Le premier est l'amélioration de la connaissance de l'ensemble des acteurs et le développement d'une culture du risque, encore trop faible en France. Deux dispositifs permettent aux services de l'État, aux élus locaux et aux acteurs de terrain de disposer d'informations sur les risques correspondant à leur territoire : Vigicrues et Vigicrues flash. Cependant, ces informations indispensables doivent impérativement être complétées par une connaissance pratique du risque d'inondation. Il est essentiel d'effectuer des exercices fréquents et audacieux, de manière à développer les capacités d'adaptation des acteurs locaux. Les exercices, organisés par les préfectures, doivent s'orienter davantage vers ce risque et porter notamment sur la communication et l'articulation entre les services.

Il convient également de mieux sensibiliser les populations exposées au risque d'inondation. Malgré les informations disponibles en mairie ou sur internet, les campagnes de prévention pluie-inondation, ou encore l'institution d'une journée nationale dédiée à la prévention des inondations, le 13 octobre, de nombreux acteurs déplorent un manque de culture du risque. L'information des citoyens passe aussi par l'entretien de la mémoire des événements, en particulier par la pose de repères de crues normalisés.

Le deuxième point sur lequel je souhaite insister concerne la prise en compte du risque d'inondation dans l'aménagement du territoire et l'urbanisme. Les inondations sont aggravées par l'artificialisation des sols, depuis des décennies. Entre 2006 et 2014, la France a perdu 490 000 hectares de terres agricoles, qui absorbaient les eaux de pluies et ne peuvent plus le faire. L'artificialisation des sols peut avoir des conséquences dramatiques pour les habitants de nombreux quartiers qui se trouvent confrontés à un risque accru d'inondation. Ainsi, à Ajaccio, les graves inondations de décembre 2019 et de juin 2020 ont montré les limites de la politique d'expansion urbaine de la commune. Il est aujourd'hui admis que l'urbanisation non maîtrisée sur ses hauteurs a accru la fréquence et la gravité des inondations.

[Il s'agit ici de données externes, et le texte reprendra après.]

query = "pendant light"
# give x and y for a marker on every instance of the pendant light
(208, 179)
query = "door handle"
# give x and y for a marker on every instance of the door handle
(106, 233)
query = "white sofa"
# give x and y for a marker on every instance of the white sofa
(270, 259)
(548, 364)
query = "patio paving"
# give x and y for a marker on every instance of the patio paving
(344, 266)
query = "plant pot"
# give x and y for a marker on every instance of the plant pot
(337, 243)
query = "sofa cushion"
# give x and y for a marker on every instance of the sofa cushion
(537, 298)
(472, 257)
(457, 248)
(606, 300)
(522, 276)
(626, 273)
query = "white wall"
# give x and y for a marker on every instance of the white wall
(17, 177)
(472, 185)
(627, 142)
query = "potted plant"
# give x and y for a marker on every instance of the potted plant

D'une manière générale, les plans locaux d'urbanisme doivent mieux prendre en compte les risques d'inondation. À cet égard, je souhaiterais que le Conseil général de l'environnement et du développement durable (CGEDD) soit saisi afin de procéder à l'évaluation de la régularité, de la qualité et de l'efficacité des dispositifs de prévention des inondations en vigueur à Ajaccio. Son expertise a déjà été sollicitée dans les Alpes-Maritimes.

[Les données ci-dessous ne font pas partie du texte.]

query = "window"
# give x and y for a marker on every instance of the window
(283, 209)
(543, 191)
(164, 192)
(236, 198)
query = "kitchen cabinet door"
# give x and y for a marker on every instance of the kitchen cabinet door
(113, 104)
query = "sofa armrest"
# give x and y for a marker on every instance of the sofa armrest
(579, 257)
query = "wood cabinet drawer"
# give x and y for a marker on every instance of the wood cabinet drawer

Enfin, la période qui suit une catastrophe climatique est souvent marquée par le souhait d'un retour à l'état préexistant, ce qui se traduit par des reconstructions à l'identique. Or cette période doit, au contraire, constituer une opportunité pour réaménager le territoire sinistré afin de réduire sa vulnérabilité à une nouvelle catastrophe climatique. Il est essentiel de mieux reconstruire après une inondation.